Moody’s then moves to the revenue spin of taxation. The rating agency looked at the likelihood and probability of sovereigns to raise up revenue by increasing tax to offset what was lost in mineral revenue and tourism-related tax revenue. Moody’s said the capacity to raise tax revenue distinguishes governments from other debt issuers. “In theory, governments can change a given tax system as they wish, subject to the relevant legislative process and within the constraints of international law. In practice, however, there are material constraints,” says Moody’s.
‘‘The coronavirus crisis will lead to long-lasting revenue losses for emerging market sovereigns because their ability to implement and enforce effective revenue-raising measures in response will be an important credit driver over the next few years because of their sizeable spending pressures and the subdued recovery in the global economy we expect next year.’’
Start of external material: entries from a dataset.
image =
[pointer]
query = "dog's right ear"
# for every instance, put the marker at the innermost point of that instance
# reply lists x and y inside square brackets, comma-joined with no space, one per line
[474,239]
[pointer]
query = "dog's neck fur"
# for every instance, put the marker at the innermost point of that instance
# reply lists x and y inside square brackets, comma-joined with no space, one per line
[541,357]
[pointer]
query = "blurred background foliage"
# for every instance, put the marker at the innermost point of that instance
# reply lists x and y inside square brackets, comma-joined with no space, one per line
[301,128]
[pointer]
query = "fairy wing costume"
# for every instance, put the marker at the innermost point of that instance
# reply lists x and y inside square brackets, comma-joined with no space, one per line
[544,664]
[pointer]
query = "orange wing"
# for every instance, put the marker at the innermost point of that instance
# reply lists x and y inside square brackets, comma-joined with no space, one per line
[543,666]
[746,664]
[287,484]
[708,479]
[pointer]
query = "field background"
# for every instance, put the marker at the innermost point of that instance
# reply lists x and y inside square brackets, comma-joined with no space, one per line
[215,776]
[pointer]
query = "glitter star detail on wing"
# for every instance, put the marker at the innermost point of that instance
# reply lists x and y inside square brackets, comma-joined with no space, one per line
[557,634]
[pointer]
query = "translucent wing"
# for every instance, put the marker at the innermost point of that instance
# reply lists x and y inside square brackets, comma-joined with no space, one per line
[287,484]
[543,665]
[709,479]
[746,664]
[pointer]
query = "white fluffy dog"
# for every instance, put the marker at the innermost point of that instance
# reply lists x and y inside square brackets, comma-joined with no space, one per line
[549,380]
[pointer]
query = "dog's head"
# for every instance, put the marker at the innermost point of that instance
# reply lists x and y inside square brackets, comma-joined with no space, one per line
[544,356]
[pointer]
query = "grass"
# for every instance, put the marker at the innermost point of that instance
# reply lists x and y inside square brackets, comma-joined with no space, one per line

According to Moody’s, together with a rise in stimulus and healthcare spending related to the crisis, the think tank expects this drop in revenue will trigger a sizeable fiscal deterioration across emerging market sovereigns. Most countries, including Botswana, are under pressure of widening their tax bases, Moody’s says that this will be challenging. “Even if governments reversed or do not extend tax-easing measures implemented in 2020 to support the economy through the coronavirus shock, which would be politically challenging, this would only provide a modest boost to revenue, especially as these measures were relatively modest in most emerging markets,” says Moody’s.
Botswana has been seen internationally as a ‘tax ease’ country and its taxes are seen as lower when compared to its regional counterparts. This country’s name has also been mentioned in various international investigative journalism tax evasion reports. In recent years there was a division of opinions over whether this country can stretch its tax base. But like other sovereigns who have tried but struggled to increase or even maintain their tax intake before the crisis, Botswana will face additional challenges, according to Moody’s.
“Additional measures to reduce tax evasion and cutting tax expenditure should support the recovery in government revenue, albeit from low levels,” advised Moody’s. Botswana’s tax revenue to the percentage of the GDP was 27 percent in 2008, dropped to 23 percent in 2010 to 23 percent before rising to 27 percent again in 2012. In years 2013 and 2014 the percentage went to 25 percent before it took a slip to decline in respective years of 2015 up to now where it is at 19.8 percent.